I have RNASeq data and wanted to plot coverage on both positive and negative strands of the species I am studying. I wanted to plot it like this (https://davetang.org/muse/2013/09/07/creating-a-coverage-plot-in-r/), but I was only able to plot for 1 chromosome. My organism has 16 chromosomes and I wanted to plot read coverage for all chromosomes on one plot. It tried several ways in R but since the X axis is really big (1:40 million bases), I am not getting the correct plot. Is there a better option to do this? Thanks!
You can use karyoploteR as Bastien suggested, but if you can a whole genome coverage plot I think the best approach would be to perform a bit of preprocessing instead of going directly to kpPlotCoverage.

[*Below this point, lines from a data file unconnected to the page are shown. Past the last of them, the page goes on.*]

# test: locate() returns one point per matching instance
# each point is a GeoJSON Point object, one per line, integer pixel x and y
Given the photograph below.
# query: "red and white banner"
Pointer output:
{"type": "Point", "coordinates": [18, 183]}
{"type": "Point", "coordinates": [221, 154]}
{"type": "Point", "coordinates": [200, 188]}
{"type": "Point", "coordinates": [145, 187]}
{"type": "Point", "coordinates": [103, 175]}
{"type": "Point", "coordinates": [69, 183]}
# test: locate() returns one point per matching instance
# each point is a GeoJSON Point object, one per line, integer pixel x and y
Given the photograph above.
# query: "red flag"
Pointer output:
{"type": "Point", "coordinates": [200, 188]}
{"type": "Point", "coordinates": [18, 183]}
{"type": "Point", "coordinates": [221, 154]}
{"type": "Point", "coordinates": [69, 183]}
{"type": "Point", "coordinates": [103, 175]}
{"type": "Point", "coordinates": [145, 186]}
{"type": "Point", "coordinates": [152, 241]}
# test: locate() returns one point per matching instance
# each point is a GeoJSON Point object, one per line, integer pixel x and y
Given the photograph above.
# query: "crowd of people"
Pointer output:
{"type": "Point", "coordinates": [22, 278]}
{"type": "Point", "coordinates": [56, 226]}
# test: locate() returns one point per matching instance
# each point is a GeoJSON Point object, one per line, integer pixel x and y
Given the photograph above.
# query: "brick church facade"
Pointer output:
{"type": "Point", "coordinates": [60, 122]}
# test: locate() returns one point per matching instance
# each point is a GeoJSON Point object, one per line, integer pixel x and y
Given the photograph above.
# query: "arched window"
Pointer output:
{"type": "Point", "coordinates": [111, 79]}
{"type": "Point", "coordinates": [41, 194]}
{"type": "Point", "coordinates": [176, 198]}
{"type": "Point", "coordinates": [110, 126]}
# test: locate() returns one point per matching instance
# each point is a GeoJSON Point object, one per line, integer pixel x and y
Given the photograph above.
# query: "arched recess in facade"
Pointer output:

I would recommend using something such as deepTools bamCoverage to create a BigWig file with the (possibly stranded) coverage data. And then use karyoploteR's kpPlotBigWig to plot them. If you want to work only in R, you could use kpPlotBAMDensity directly on the BAM files, but it does not (yet) support read strand filtering. These methods are documented in the R documentation (?kpPlotBigWig and ?kpPlotBamDensity) but they have not been yet added to the tutorial.
Important note: kpPlotBigWig does not work on windows machines, so if you are on Windows you should go for the second option.
Take a look at KaryoploteR, especially PlotCoverage
Does anyone know if I can do exactly the same but by using pybedtools or other things?
While not quite the same thing take a look at Qualimap and deepTools as alternates.